Parents have revocable trust that names their children’s revocable trusts (which parents created) as beneficiary. The IRA names parent’s trust as contingent beneficiary after surviving spouse. Children’s trusts qualify as “see through” trusts. So, does the Parent’s trust also qualify as “see through” trust since the beneficiary (if spouse has predeceased) is a “see through” trust?

Many thanks.



All the trusts must become irrevocable upon parent’s death to qualify for look through, as well as the other look through requirements. And because only the parent’s (funding trust) is named as the IRA beneficiary, all the trusts must be tested for look through purposes as a single combined trust.

If separate trusts for each child are specified in parent’s trust (ie. the funding trust), which is to split upon their death into sub trusts, the separate account rules can apply to each child’s trust per the Secure Act Regs, but this only means that the LE of the respective child can be used for years 1-9 of the 10 year rule. This is really of limited advantage because for tax purposes the child would probably be better served to equalize the distributions over the 10 or 11 years rather than having a large taxable distribution in year 10 due to limiting distributions to just the RMD. Also, note that if there is any discretion regarding the amount allocated to each child’s trust, the separate account rules would not be available. Also, note that for the sub trusts to qualify as separate accounts, the funding trust must be terminated and divided quite soon after parent’s death.

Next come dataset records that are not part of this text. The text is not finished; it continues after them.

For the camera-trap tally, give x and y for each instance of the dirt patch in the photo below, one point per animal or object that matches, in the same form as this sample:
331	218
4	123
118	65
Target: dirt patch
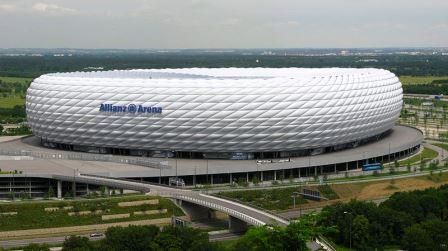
382	189
7	235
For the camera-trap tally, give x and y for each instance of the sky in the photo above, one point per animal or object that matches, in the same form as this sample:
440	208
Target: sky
186	24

I assume that none of the children are disabled or chronically ill, as the 10 year rule would then not apply as long as the trust was qualified.

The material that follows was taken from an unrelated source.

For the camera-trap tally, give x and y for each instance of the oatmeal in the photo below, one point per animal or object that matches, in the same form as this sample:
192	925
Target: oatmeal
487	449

Thank you. No disabled beneficiaries that would make them EDB. My issue for clients is to make sure they understand that the children’s trust must ALSO be irrevocable. I assume they have until September 30 of the year following the death of the IRA owner to ensure that element (best if trusts start irrevocable or become so on the death of the surviving parent). The trusts we draft all require that any IRA be allocated into any subtrusts as of the death of the IRA owner to ensure separate share treatment under the final regulations–there is no chance IRA assets will get used for any trust administration expenses.

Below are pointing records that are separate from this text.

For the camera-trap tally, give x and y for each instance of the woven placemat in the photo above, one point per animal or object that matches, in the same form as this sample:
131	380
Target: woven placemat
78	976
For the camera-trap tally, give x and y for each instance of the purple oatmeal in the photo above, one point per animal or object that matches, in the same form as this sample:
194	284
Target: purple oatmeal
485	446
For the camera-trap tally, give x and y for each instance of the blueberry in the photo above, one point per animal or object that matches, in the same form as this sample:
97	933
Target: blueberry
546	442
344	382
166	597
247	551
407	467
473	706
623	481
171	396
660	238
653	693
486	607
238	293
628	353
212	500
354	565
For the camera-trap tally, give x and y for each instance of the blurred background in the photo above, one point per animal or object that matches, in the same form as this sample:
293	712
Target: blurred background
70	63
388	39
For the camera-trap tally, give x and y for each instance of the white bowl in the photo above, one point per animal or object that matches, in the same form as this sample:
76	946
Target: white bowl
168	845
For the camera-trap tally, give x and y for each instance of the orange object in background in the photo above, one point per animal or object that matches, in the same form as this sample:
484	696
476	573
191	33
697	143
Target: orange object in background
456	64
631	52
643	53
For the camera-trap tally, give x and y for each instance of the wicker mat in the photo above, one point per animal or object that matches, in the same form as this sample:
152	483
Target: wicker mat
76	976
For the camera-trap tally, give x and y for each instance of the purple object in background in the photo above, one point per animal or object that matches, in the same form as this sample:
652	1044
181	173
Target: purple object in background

For look through (and for potential separate account qualification) the trust must become irrevocable on the date of death or before. The 9/30 beneficiary determination date may affect which trust beneficiaries are “countable” but does not serve as a date to meet look through requirements.

Thanks. I am getting some push back on that DOD versus 9/30 of the year following death. Could you give me a cite? Appreciate all you do to keep us from malpractice.

IRS Reg 1.401(a)(9)-4(f)(2)(ii) – Trust requirements.

States “The trust is irrevocable or will, by its terms, become irrevocable upon the death of the employee”.

Perhaps confusion exists with respect to actions occurring prior to 9/30 that affect who is a countable beneficiary as of 9/30. The Regs indicate that beneficiaries of the trust who disclaimed within 9 months, pre deceased the employee, fully collected their interest under the plan, were added with an allowed power of appointment or removed due to decanting or court order are not countable. As such the term irrevocable does not mean that beneficiary changes cannot occur post death and by 9/30, just that the terms of the trust itself cannot be changed.